The day 'two lives were destroyed' in random CBD attack
SHOPKEEPER Dave Phillips will never know how many lives he saved on November 27, 2009.
Mr Phillips, who later received a bravery award for stopping a bayonet wielding killer at Goldfields Plaza in Monkland St, said he had no choice. The killer was after him too.
With knife wounds in his back as he struggled, Mr Phillips did not have time to reflect on his luck that the blade had hit bone instead of vital tissue.
"Two lives were lost that day," Mr Phillips said in his Mary St bicycle store yesterday, as he reflected on the drama and the tragedy that unfolded nearly a decade ago.
The victim, Jackson Bradey, 15, lay dying on the carpark floor as Mr Phillips fought for his life and witnesses, police and paramedics worked to keep Jackson alive.
As Mr Phillips struggled to disarm his attacker, an unassuming stranger called Neil Wildman calmly walked up and saved Mr Phillips' life.
Mr Phillips was bent over his young attacker, both of them struggling for possession of the bayonet.
Mr Wildman calmly took the attacker's head in his hands and twisted the teenager's neck, almost gently forcing him to the floor and compelling him to let go of the weapon.
Both later received bravery awards, but Mr Phillips said he had no choice but to fight for his life, giving all credit to Mr Wildman, a reluctant an unassuming hero who has never had much to say about it.
The killer, now about 25, is not expected to be released from prison for another five or six years at least.
Jackson's mother, Tammy Bradey, spoke after the killer, 16 at the time, was jailed for 15 years non-parole, including time served.
"I sat behind this young man in the courtroom and he showed no remorse," Mrs Bradey said.
"I don't blame his family. They tried everything to stop him from leaving the house that day.

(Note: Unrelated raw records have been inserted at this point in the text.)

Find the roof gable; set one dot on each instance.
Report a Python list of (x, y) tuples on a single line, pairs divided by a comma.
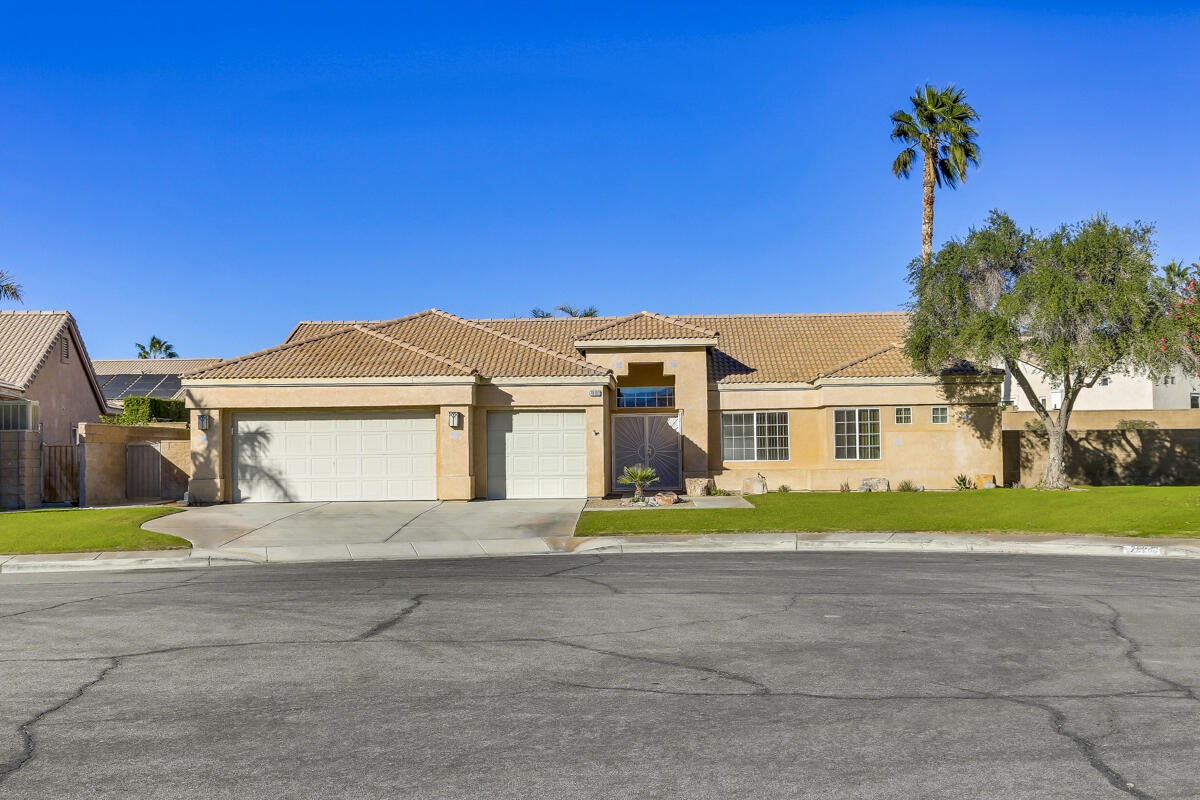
[(28, 338)]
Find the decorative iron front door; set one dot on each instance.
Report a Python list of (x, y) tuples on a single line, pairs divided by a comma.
[(651, 439)]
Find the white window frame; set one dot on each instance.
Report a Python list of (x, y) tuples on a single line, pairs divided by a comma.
[(754, 434), (858, 433)]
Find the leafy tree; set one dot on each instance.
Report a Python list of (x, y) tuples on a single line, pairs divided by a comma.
[(940, 130), (156, 349), (639, 476), (9, 288), (1078, 302), (571, 311)]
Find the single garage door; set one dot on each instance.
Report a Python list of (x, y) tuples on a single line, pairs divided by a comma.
[(537, 455), (361, 456)]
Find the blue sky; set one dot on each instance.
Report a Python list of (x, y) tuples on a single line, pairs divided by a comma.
[(211, 174)]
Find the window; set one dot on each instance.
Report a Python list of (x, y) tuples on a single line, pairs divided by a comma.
[(646, 397), (754, 435), (856, 433)]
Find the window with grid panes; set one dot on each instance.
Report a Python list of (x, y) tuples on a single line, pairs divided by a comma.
[(856, 434), (755, 435)]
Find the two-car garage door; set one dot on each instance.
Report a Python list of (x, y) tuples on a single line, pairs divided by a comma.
[(352, 456)]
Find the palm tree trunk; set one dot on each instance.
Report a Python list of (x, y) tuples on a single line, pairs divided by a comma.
[(927, 220)]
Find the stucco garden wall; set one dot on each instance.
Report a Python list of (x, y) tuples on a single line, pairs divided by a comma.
[(102, 459), (21, 469), (65, 395)]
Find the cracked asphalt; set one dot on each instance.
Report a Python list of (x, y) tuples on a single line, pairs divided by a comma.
[(707, 675)]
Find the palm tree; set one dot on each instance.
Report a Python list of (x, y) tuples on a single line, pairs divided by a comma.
[(9, 288), (939, 127), (157, 349), (571, 311)]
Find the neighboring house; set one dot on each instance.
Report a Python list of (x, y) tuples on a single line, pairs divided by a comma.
[(120, 378), (42, 359), (435, 405), (1114, 391)]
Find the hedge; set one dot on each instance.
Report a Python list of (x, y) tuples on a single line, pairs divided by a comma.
[(141, 410)]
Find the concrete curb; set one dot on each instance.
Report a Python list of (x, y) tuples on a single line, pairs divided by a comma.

"After the sentence was handed down and we were in the foyer, I embraced his mother. She apologised to me for what her son had done.
"I wiped a tear from her cheek and said, 'Don't blame yourself, we have both lost our sons."
Psychological reports on the killer later said he had thoughts, dreams and daydreams of killing people, comparing it to "the adrenalin rush of a theme park ride.
The teenager, who had pleaded guilty to one count of murder and one of acts intended to maim, sat quietly in the dock as sentence was passed.